Monday, July 30, 2012
London Gaffes Hurt Romney
Great Britain was first, and should have been the easiest of all -- since they have a conservative government and there is no language problem. But it turned out to be a disaster, with Romney making gaffe after gaffe -- until he finally turned the British press, the British public, and the conservative government against him. This has to call into question Romney's competence. If Romney can't even get along with our most reliable friend, how is he going to be able to deal with other countries (whose relationship with the United States is much more complicated, or even downright unfriendly)?
In the end, Romney couldn't get out of Great Britain fast enough, especially after Michelle Obama showed up and instantly won the hearts of the British public -- which just magnified Romney's gaffes. His campaign now has to hope that he performs better in Israel and Poland, and can salvage a little of his pride. But he has been hurt politically, even if he does well in those two countries. Looking like a buffoon is never a good way to get votes.
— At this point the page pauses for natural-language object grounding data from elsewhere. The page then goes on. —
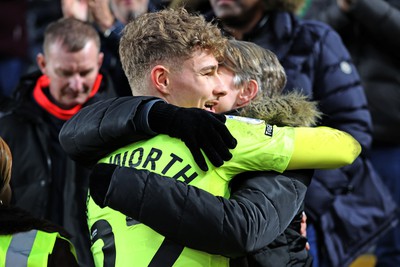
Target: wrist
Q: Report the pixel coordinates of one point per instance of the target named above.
(108, 28)
(160, 116)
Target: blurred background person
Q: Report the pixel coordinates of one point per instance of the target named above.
(109, 17)
(13, 46)
(25, 239)
(349, 208)
(371, 32)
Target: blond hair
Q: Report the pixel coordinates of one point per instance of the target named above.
(167, 37)
(249, 61)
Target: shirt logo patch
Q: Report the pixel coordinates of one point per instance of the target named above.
(269, 130)
(345, 67)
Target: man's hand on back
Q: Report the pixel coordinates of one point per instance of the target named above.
(197, 128)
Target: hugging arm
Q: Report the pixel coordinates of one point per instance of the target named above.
(107, 125)
(261, 207)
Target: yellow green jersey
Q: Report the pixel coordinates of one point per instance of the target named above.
(260, 147)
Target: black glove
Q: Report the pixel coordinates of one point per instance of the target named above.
(99, 181)
(198, 128)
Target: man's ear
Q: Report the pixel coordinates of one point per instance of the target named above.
(247, 94)
(160, 79)
(41, 62)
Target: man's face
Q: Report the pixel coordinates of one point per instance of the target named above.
(71, 75)
(197, 83)
(129, 9)
(228, 102)
(235, 11)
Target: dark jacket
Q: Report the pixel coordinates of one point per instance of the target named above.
(112, 63)
(44, 180)
(350, 206)
(256, 214)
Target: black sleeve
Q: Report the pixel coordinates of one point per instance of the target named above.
(261, 207)
(102, 127)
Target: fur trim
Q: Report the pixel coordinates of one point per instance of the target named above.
(291, 109)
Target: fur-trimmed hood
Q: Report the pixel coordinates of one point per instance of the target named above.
(291, 109)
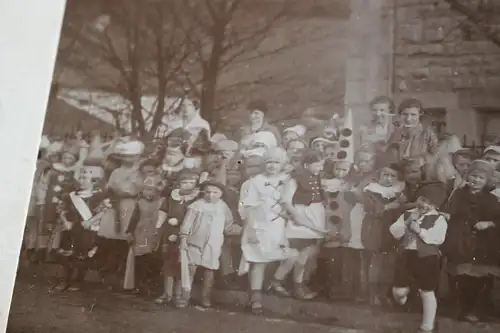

The website called The Week believes Romney has hurt himself in five ways with his visit to Great Britain. Here is their list of those five ways:
1. Romney is giving Obama ammunition to highlight his lack of foreign experience
The purpose of Romney's "first diplomatic outing" was to show that he could handle himself on the world stage, say Nicholas Watt, Hélène Mulholland, and Owen Gibson in Britain's Guardian. By insulting his hosts on the eve of the Olympics, Romney "handed Barack Obama a potential gift." And Democrats wasted no time exploiting it, with Senate Majority Leader Harry Reid saying that it's embarrassing for the U.S. "to have somebody that's nominated by one of the principal parties to go over and insult everybody."
2. Romney made allies mad at him
"There is a fantastic, hilarious, thigh-slapping irony" in the fact that Romney's trip was supposed to reaffirm America's traditional friendship with stalwart allies, says Andrew Sullivan at The Daily Beast, and it has "turned into a riotously public demonstration of the complete opposite." Instead of a "meeting of conservative minds between Cameron and Romney," the two traded insults. Romney, promising to return a bust of Winston Churchill to the Oval Office, wanted to show he'd be a better friend to Britain than Obama is. Instead, he wound up getting London'sconservative mayor, Boris Johnson, "sneering at 'a guy called Mitt Romney' at an Olympics rally," says Allahpundit at Hot Air. "Good lord."
3. The blunders call attention to anti-British things Romney said in the past
This isn't the first time that Romney has "said some not-so-flattering things about the Sceptered Isle," says Joshua Keating at Foreign Policy. In his book, No Apology, Romney wrote that "England [sic] is just a small island. Its roads and houses are small. With few exceptions, it doesn't make things that people in the rest of the world want to buy."
4. This blunts GOP complaints that Obama apologizes too much abroad
Conservatives love to slam Obama for what they call his "constant apologizing" to world leaders, says Ed Kilgore at Washington Monthly. Well, in the first 24 hours of a supposedly low-profile goodwill tour, Romney has spent a disproportionate amount of time doing damage control. Who's the apologizer-in-chief, now?
5. Romney's overseas debut looks terrible compared to Obama's '08 tour
Every foreign trip is "fraught with danger" for a prospective president, says Jonathan Capehart at The Washington Post. The world of diplomacy is booby-trapped, and one ill-chosen word can leave you "diminished on the world stage," as Romney is learning. Obama faced the same danger in 2008 when, as a first-term senator aiming for the White House, he managed "perfect pitch" when speaking to the press and foreign leaders in the war zones of Afghanistan and Iraq, and in Jordan, Israel, France, Britain, and Germany, where he made "an astounding speech before 200,000 in Berlin." So far, Romney is falling well short, but he "still has visits to Israel and Poland to get it right."